Crab sticks (imitation crab meat, seafood sticks, krab) are a form of kamaboko, a processed seafood made of finely pulverized white fish flesh (surimi), shaped and cured to resemble leg meat of snow crab or Japanese spider crab.
Crab flakes use the same mixture to form flakes instead of sticks to resemble crab meat or lobster meat.
Sugiyo Co., Ltd. (スギヨ Sugiyo?) of Japan first produced and patented crab sticks in 1973, as Kanikama. In 1976, The Berelson Company of San Francisco, CA USA, working with Sugiyo, introduced them internationally. Kanikama is still their common name in Japan, but internationally they are marketed under names including Krab Sticks, Ocean Sticks, Sea Legs and Imitation Crab Sticks. Legal restrictions now prevent them from being marketed as "Crab Sticks" in many places, as they usually do not have crab meat.

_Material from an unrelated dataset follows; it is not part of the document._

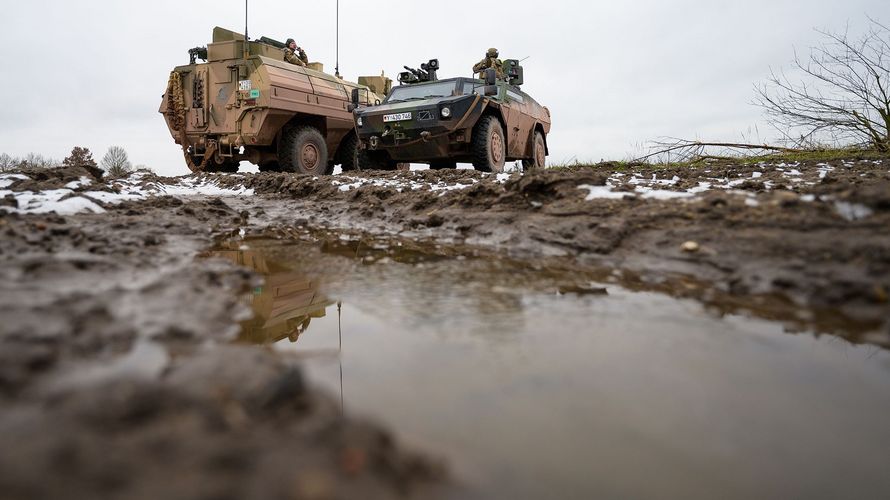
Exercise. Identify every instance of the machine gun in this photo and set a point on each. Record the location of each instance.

Alaska pollock (Theragra chalcogramma) from the North Pacific is commonly the main ingredient, often mixed with egg white (albumen) or other binding ingredient, such as the enzyme transglutaminase. Crab flavoring is added (either artificial or crab-derived), and a layer of red food coloring is applied to the outside.
Individual sticks in many forms are colored red or yellowish red on the outside, with a rectangular cross-section or a cross-section fiber showing white inside meat. In some forms, strings can be torn from the stick in a similar manner to string cheese. The texture is rubbery, with a salty taste and smell similar to steamed crab. Cross fiber is manufactured to be similar to the texture and fiber of snow crab or king crab legs.
Production of Imitation Crab Meat
Processing of imitation crab meat needs to be very carefully monitored in order to prevent diseased fish from being processed. Starting from the right type of fish and turning it into a vacuum packaged crab meat, all the steps are taken to maximize the quality of the finished product. The first step after catching the fish is the selecting the right species. Usually the Alaska pollock or walleye pollock are most commonly used. Only the correct type of fish are used for further processing. It is then washed and separated according to their size as this allows for maximum fillet yield. After washing, the fish is loaded on machines which removes all of the unwanted parts such as the heads, tails and internal matter. Once again the fillets are thoroughly washed to remove any remaining impurities. The next step is surimi preparation.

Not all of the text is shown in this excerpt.